EGU21-6425, updated on 09 Jan 2024
EGU General Assembly 2021
© Author(s) 2024. This work is distributed under
the Creative Commons Attribution 4.0 License.

Modelling the ocean circulation and the basal melting in the Prydz Bay-Amery Ice Shelf system

Jing Jin1, Antony J. Payne1, William Seviour2, and Christopher Bull3
Jing Jin et al.
  • 1School of Geographical Sciences, University of Bristol, Bristol, UK
  • 2Global Systems Institute and Department of Mathematics, University of Exeter, Exeter, UK
  • 3Department of Geography and Environmental Sciences, Northumbria University, Newcastle upon Tyne, UK

The basal melting of the Amery Ice Shelf (AIS) in East Antarctica and its connections with the oceanic circulation are investigated by a regional ocean model.
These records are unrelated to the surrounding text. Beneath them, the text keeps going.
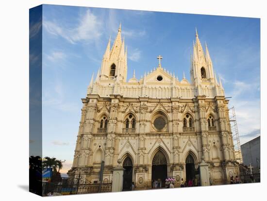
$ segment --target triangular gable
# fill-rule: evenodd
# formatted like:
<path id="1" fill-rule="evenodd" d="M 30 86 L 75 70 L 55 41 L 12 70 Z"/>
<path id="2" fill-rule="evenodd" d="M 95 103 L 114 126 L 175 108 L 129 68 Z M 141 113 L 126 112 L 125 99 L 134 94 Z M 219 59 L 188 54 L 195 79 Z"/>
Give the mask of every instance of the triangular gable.
<path id="1" fill-rule="evenodd" d="M 134 113 L 136 113 L 136 111 L 134 108 L 133 105 L 131 104 L 124 110 L 124 113 L 128 113 L 128 112 L 132 112 Z"/>
<path id="2" fill-rule="evenodd" d="M 148 154 L 150 154 L 151 150 L 153 150 L 153 148 L 155 146 L 156 144 L 159 144 L 161 143 L 163 144 L 163 145 L 164 145 L 165 148 L 166 148 L 169 151 L 169 153 L 170 153 L 170 151 L 169 149 L 168 148 L 168 147 L 167 146 L 167 145 L 166 145 L 166 144 L 165 144 L 164 141 L 162 140 L 162 139 L 161 139 L 161 138 L 158 137 L 154 143 L 154 144 L 152 146 L 152 147 L 151 147 L 151 148 L 150 149 L 150 150 L 148 152 Z M 164 148 L 164 147 L 163 148 Z"/>
<path id="3" fill-rule="evenodd" d="M 153 113 L 154 112 L 158 110 L 162 110 L 166 113 L 166 114 L 168 113 L 164 106 L 160 102 L 159 102 L 158 104 L 156 106 L 156 107 L 155 107 L 155 108 L 153 109 L 153 110 L 152 111 L 152 113 Z"/>
<path id="4" fill-rule="evenodd" d="M 99 112 L 100 113 L 102 113 L 102 112 L 107 112 L 108 113 L 109 113 L 109 109 L 107 107 L 106 105 L 104 105 L 102 108 L 100 109 Z"/>
<path id="5" fill-rule="evenodd" d="M 182 110 L 182 113 L 184 113 L 185 111 L 190 111 L 192 113 L 194 113 L 194 110 L 191 109 L 191 107 L 189 106 L 188 103 L 185 104 L 185 105 L 184 105 L 184 107 L 183 109 Z"/>
<path id="6" fill-rule="evenodd" d="M 209 104 L 209 105 L 206 108 L 206 112 L 210 112 L 212 113 L 215 113 L 215 111 L 213 108 L 212 107 L 213 106 L 213 104 L 210 102 L 210 103 Z"/>
<path id="7" fill-rule="evenodd" d="M 173 77 L 165 71 L 163 68 L 157 67 L 155 70 L 150 73 L 149 73 L 146 77 L 146 81 L 147 84 L 148 83 L 157 82 L 156 80 L 158 75 L 161 75 L 163 78 L 162 83 L 171 83 L 172 82 Z"/>
<path id="8" fill-rule="evenodd" d="M 189 139 L 188 140 L 187 140 L 187 142 L 186 142 L 186 143 L 185 144 L 185 145 L 184 145 L 184 149 L 183 149 L 183 151 L 182 151 L 183 153 L 184 153 L 184 150 L 185 150 L 185 148 L 187 147 L 189 147 L 189 146 L 188 145 L 188 143 L 190 142 L 191 144 L 192 144 L 192 146 L 193 146 L 193 147 L 195 148 L 195 150 L 196 150 L 196 151 L 197 151 L 197 152 L 198 151 L 198 148 L 195 146 L 195 145 L 194 144 L 194 143 L 193 143 L 193 142 L 191 140 L 191 139 Z M 190 149 L 189 148 L 189 149 Z"/>
<path id="9" fill-rule="evenodd" d="M 129 146 L 130 146 L 130 147 L 131 147 L 131 148 L 132 149 L 132 150 L 133 150 L 133 151 L 134 152 L 134 154 L 136 154 L 136 152 L 135 152 L 135 151 L 134 151 L 134 147 L 133 147 L 133 146 L 132 145 L 132 144 L 131 144 L 131 143 L 130 142 L 130 141 L 129 141 L 129 140 L 128 140 L 126 142 L 125 142 L 125 144 L 124 144 L 124 145 L 123 145 L 123 147 L 122 147 L 121 148 L 121 149 L 120 149 L 120 150 L 119 151 L 119 153 L 121 153 L 121 151 L 122 151 L 122 150 L 123 150 L 123 149 L 124 149 L 124 148 L 126 147 L 126 145 L 127 144 L 129 144 Z"/>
The simulated estimations of net melt rate over AIS from 1976 to 2005 vary from 1 to 2 m/yr depending primarily due to inflow of modified Circumpolar Deep Water (mCDW). Prydz Bay Eastern Costal Current (PBECC) and the eastern branch of Prydz Bay Gyre (PBG) are identified as two main mCDW intrusion pathways. The oceanic heat transport from both PBECC and PBG has significant seasonal variability, which is associated with the Antarctic Slope Current. The onshore heat transport has a long-lasting effect on basal melting. The basal melting is primarily driven by the inflowing water masses though a positive feedback mechanism. The intruding warm water masses destabilize the thermodynamic structure in the sub-ice shelf cavity therefore enhancing the overturning circulations, leading to further melting due to increasing heat transport. However, the inflowing saltier water masses due to sea-ice formation could offset the effect of temperature through stratifying the thermodynamic structure, then suppressing the overturning circulation and reducing the basal melting.

How to cite: Jin, J., Payne, A. J., Seviour, W., and Bull, C.: Modelling the ocean circulation and the basal melting in the Prydz Bay-Amery Ice Shelf system, EGU General Assembly 2021, online, 19–30 Apr 2021, EGU21-6425,, 2021.